AUTHOR=Linares-Barranco Alejandro , Perez-Peña Fernando , Jimenez-Fernandez Angel , Chicca Elisabetta 

TITLE=ED-BioRob: A Neuromorphic Robotic Arm With FPGA-Based Infrastructure for Bio-Inspired Spiking Motor Controllers

JOURNAL=Frontiers in Neurorobotics

VOLUME=Volume 14 - 2020

YEAR=2020

URL=https://www.frontiersin.org/journals/neurorobotics/articles/10.3389/fnbot.2020.590163

DOI=10.3389/fnbot.2020.590163

ISSN=1662-5218

ABSTRACT=Compared to classic robotics, biological nervous systems respond to stimuli in a fast and efficient way regarding to the body motor actions. Decision making, once the sensory information arrives to the brain, requires a few $\mu$s while the whole process from sensing to movement requires tens of ms. Classic robotics systems usually require complex computational abilities. Key differences between biological systems and robotic machines reside in the way information is coded and transmitted. A neuron is the “basic” element that constitutes biological nervous systems. Neurons communicate in an event-driven way through small current or ionic pulses (spikes). When neurons are arranged in networks, they allow not only the processing of sensory information, but also the actuation over the muscles in the same spiking manner. This paper presents the application of a classic motor control model (proportional-integral-derivative) developed with the biological spike processing principle, including the motor actuation with time enlarged spikes instead of the classic pulse-width-modulation.
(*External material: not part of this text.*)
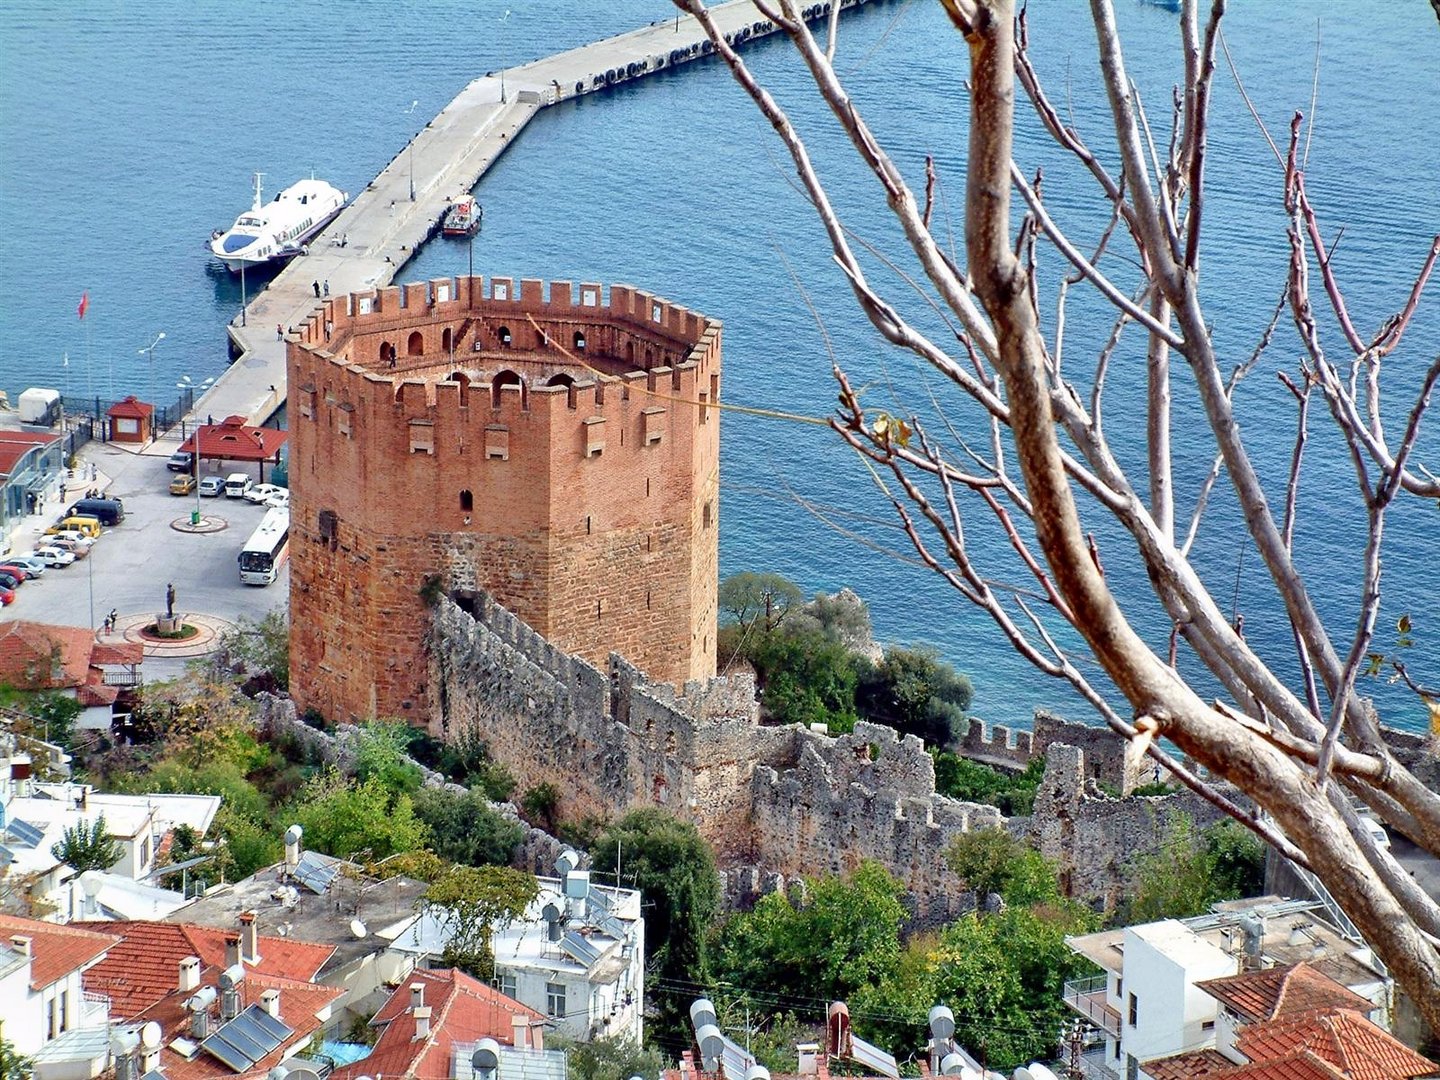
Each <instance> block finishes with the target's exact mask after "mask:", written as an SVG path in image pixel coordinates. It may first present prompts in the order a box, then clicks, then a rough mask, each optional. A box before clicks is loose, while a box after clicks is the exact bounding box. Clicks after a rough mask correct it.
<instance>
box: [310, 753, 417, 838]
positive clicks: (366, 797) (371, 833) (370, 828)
mask: <svg viewBox="0 0 1440 1080" xmlns="http://www.w3.org/2000/svg"><path fill="white" fill-rule="evenodd" d="M289 816H291V819H292V821H294V822H297V824H298V825H301V827H302V828H304V829H305V842H307V844H308V845H310V847H312V848H315V850H318V851H324V852H325V854H328V855H336V857H337V858H350V857H351V855H357V854H364V855H367V857H369V858H372V860H382V858H386V857H387V855H393V854H396V852H397V851H416V850H419V848H423V847H425V842H426V840H428V837H429V831H428V829H426V828H425V824H423V822H422V821H419V819H418V818H416V816H415V806H413V804H412V802H410V796H409V795H406V793H403V792H400V793H393V792H390V791H387V789H386V788H384V785H383V783H382V782H380V779H379V778H376V776H372V778H370V779H367V780H354V779H348V778H346V776H341V775H340V773H337V772H334V770H328V772H324V773H321V775H318V776H315V778H314V779H311V780H310V782H307V783H305V786H304V788H302V789H301V792H300V796H298V798H297V799H295V802H294V804H292V805H291V808H289Z"/></svg>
This close-loop control model, called spike-PID controller, has been improved and adapted for a dual FPGA-based system to control the four joints of a bioinspired light robot (BioRob X5), called event-driven BioRob (ED-BioRob). The use of spiking signals has allowed the system to achieve a current consumption bellow 1A for the entire 4 DoF working at the same time. Furthermore, the robot joints commands can be received from a population of silicon-neurons running on the Dynap-SE platform. Thus, our proposal aims to bridge the gap between a general purpose processing analog neuromorphic hardware and the spiking actuation of a robotic platform.